Aus Sicht von GOING PUBLIC! Sind die folgenden Punkte besonders relevant:

1. Es wird eine Mindestqualifikation in Form einer Sachkundeprüfung geben.

2. Diese Sachkundeprüfung wird von den IHKn auf Niveau des Versicherungsfachmanns abgenommen werden.

3. Der Abschluss Fachberater/-in für Finanzdienstleistungen (IHK) wird als Vorqualifikationen anerkannt. Gleiches gilt für den Abschluss Fachwirt/-in für Finanzberatung (IHK). Privatrechtliche Abschlüsse als anerkannte Vorqualifikation finden sich im Entwurf nicht.

4. Der Versicherungsfachmann (BWV) wird der IHK-Sachkundeprüfung gleichgestellt, wenn er innerhalb der Übergangsphase erfolgreich abgelegt wird bzw. bereits abgelegt wurde.

5. Für die Angestelltenqualifikation bei juristischen Personen gilt: Grundsätzlich ist das Unternehmen der Antragsteller. Da eine juristische Person keine Sachkunde nachweisen kann, muss eine ?angemessene Anzahl? von bestimmten Führungskräften die Sachkundeprüfung ablegen. Die Vermittler benötigen eine Qualifikation für die Versicherungsverträge, die sie auch vermitteln.

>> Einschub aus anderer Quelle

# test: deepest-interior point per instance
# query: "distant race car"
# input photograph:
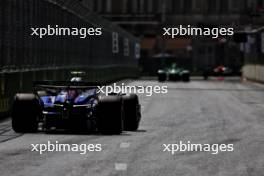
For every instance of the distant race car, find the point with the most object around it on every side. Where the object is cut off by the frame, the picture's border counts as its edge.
(174, 73)
(74, 106)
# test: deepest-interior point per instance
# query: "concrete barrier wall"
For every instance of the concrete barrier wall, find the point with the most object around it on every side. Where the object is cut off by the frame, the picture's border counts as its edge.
(254, 72)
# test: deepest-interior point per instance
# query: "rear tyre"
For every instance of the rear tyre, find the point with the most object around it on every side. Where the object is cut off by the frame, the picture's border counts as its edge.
(109, 115)
(162, 77)
(132, 114)
(25, 112)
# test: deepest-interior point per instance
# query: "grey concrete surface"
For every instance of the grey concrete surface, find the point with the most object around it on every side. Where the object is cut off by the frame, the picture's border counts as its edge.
(211, 112)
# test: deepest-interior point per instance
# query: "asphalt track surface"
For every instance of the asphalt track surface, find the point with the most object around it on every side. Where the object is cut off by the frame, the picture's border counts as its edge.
(200, 111)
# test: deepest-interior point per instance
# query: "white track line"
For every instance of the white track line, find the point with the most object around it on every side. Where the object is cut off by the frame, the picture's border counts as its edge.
(124, 145)
(120, 166)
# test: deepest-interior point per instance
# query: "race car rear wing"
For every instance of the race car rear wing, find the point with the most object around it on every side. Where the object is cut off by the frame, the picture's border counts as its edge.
(64, 85)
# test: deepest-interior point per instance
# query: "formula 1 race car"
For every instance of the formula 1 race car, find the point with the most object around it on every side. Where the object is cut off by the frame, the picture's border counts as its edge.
(74, 106)
(174, 73)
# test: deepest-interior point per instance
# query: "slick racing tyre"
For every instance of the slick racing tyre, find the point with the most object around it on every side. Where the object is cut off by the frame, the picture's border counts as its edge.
(132, 114)
(109, 115)
(25, 112)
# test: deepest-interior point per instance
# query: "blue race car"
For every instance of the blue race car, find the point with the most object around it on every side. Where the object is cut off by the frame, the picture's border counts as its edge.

6. Für alle Vermittler, die bereits vor Inkrafttreten des §34 d GewO tätig waren, wird es eine Übergangsfrist von 2 Jahren für das Ablegen des Sachkundenachweises geben.

7. Vermittler, die seit dem 31.08.2000 ununterbrochen als Versicherungsvermittler tätig sind, benötigen aus Gründen des Bestandsschutzes keine Sachkundeprüfung.